20 February 2007

In grad school, I took a year-long seminar on sleep and dreams. We were taught an underlying structure for doing dream work: that every dream may be approached on three levels.

The first is the dream as reflection of the individual. Every person, animal, thing, emotion in the dream corresponds to some aspect of the dreamer. So, if an angry shark is attacking a sleepy little girl in a small backyard pool, we can think about what’s the shark within the dreamer, what’s the little girl part of the dreamer, how is the dreamer a small backyard pool. What’s angry in the dreamer, what’s sleepy.

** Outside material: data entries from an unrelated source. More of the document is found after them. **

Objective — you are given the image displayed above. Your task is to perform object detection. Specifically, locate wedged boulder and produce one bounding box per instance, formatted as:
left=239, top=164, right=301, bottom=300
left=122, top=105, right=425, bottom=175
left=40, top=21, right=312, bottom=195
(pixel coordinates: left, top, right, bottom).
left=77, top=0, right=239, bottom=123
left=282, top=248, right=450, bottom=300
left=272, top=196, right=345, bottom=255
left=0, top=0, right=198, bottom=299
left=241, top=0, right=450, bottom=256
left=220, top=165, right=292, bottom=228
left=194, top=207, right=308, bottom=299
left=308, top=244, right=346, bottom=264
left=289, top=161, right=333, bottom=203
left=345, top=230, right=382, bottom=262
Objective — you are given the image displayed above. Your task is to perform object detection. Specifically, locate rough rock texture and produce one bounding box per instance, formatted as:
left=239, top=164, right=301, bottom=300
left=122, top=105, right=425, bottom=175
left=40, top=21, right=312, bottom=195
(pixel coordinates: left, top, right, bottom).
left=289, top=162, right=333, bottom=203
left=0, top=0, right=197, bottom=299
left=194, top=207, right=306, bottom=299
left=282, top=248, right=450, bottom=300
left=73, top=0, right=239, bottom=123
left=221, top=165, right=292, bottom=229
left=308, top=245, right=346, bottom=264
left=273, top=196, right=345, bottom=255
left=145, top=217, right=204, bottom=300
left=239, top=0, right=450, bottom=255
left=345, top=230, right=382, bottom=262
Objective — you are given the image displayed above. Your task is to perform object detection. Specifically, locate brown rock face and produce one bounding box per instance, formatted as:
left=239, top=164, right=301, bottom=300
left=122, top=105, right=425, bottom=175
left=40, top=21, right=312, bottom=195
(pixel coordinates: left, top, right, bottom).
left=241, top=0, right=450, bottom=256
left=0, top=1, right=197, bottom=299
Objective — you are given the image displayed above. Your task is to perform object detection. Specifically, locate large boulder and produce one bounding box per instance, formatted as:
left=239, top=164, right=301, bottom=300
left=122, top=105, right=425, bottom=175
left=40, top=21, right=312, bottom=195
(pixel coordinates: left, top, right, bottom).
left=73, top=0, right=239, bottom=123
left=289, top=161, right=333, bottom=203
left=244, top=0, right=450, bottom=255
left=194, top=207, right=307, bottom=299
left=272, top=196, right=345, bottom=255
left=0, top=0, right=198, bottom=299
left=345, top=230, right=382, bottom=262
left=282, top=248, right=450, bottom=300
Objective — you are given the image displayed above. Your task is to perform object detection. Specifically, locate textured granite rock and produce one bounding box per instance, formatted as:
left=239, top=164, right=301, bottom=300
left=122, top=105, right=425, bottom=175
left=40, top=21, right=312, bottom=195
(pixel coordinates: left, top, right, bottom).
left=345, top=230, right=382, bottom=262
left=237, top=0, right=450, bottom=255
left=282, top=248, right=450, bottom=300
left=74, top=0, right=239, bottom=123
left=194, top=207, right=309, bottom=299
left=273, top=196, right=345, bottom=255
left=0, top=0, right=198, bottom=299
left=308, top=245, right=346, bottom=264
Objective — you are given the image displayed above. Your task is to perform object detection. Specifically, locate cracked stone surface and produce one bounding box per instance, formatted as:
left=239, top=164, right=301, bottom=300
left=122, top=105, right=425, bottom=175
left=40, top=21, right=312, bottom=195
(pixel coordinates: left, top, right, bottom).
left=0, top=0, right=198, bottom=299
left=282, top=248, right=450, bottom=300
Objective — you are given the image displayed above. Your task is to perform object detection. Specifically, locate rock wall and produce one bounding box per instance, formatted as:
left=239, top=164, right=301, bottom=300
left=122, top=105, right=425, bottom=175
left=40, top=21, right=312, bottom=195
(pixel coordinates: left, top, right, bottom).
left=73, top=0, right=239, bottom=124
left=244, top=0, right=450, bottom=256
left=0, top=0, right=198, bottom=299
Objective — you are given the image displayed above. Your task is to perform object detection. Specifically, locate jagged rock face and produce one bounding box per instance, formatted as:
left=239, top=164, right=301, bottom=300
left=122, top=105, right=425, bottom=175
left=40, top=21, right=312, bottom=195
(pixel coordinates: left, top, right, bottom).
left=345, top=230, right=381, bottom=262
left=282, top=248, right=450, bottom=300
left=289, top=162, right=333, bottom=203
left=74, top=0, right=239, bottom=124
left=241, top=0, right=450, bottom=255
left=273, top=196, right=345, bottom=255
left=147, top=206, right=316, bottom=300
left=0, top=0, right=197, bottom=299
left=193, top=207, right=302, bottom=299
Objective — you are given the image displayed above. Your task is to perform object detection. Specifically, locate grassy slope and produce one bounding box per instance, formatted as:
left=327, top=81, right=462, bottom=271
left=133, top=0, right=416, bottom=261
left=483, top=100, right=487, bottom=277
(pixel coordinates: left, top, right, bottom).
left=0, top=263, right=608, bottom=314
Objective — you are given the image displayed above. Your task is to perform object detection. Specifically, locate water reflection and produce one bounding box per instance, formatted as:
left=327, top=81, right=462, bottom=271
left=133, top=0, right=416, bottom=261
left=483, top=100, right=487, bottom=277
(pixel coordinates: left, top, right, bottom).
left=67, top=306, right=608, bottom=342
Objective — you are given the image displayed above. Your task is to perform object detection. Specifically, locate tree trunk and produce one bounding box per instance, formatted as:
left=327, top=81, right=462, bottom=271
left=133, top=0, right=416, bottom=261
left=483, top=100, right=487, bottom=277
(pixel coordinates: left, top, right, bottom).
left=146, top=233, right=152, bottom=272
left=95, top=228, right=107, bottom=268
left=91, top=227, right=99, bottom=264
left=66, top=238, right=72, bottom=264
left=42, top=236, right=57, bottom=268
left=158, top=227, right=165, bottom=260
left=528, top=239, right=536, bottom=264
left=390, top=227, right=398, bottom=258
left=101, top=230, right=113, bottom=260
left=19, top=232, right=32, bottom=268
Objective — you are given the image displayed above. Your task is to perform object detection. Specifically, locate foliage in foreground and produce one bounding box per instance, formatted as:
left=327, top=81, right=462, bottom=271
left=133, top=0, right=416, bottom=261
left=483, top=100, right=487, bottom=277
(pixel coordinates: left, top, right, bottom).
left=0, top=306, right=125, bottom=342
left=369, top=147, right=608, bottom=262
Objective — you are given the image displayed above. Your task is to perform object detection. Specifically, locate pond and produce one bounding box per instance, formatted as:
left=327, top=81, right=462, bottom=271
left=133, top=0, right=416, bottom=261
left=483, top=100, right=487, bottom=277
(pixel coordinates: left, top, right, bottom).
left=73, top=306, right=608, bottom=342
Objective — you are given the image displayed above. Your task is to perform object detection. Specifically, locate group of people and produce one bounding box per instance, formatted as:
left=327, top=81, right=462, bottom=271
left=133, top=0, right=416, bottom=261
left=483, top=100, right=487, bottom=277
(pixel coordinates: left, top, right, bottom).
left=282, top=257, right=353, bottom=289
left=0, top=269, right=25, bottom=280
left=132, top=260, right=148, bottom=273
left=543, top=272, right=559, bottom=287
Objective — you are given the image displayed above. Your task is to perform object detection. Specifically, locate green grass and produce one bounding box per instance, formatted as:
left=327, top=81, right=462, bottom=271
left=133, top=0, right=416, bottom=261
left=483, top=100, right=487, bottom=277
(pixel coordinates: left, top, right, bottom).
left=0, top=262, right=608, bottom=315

The second level is the dream as representative of the self in relation to people and situations in the dreamer’s life (past, present, future). So, perhaps the shark has nose hair very like the dreamer’s dad, and the little girl is wearing a shirt like the dreamer’s partner and the pool is just like the one on a TV show the dreamer always watches. In the dream, the water is very cold. The individual might ask who is angry in my life, who is sleepy, who or what is cold. So, lots of connections may arise.

The third level is the dream as representative of the universal, looking for archetypal images, connections to the collective unconscious. This concept assumes we are connected to all things across time. We are connected to God, or spirit, or light, or soul. That universal relationship inhabits our dreams. (Every small backyard drama has universal themes!)

This three-level framework for exploring dreams is not very different from the structure beneath many spiritual practices. We strive to 1) love/know ourselves, 2) love/know others and our world, 3) love/know God.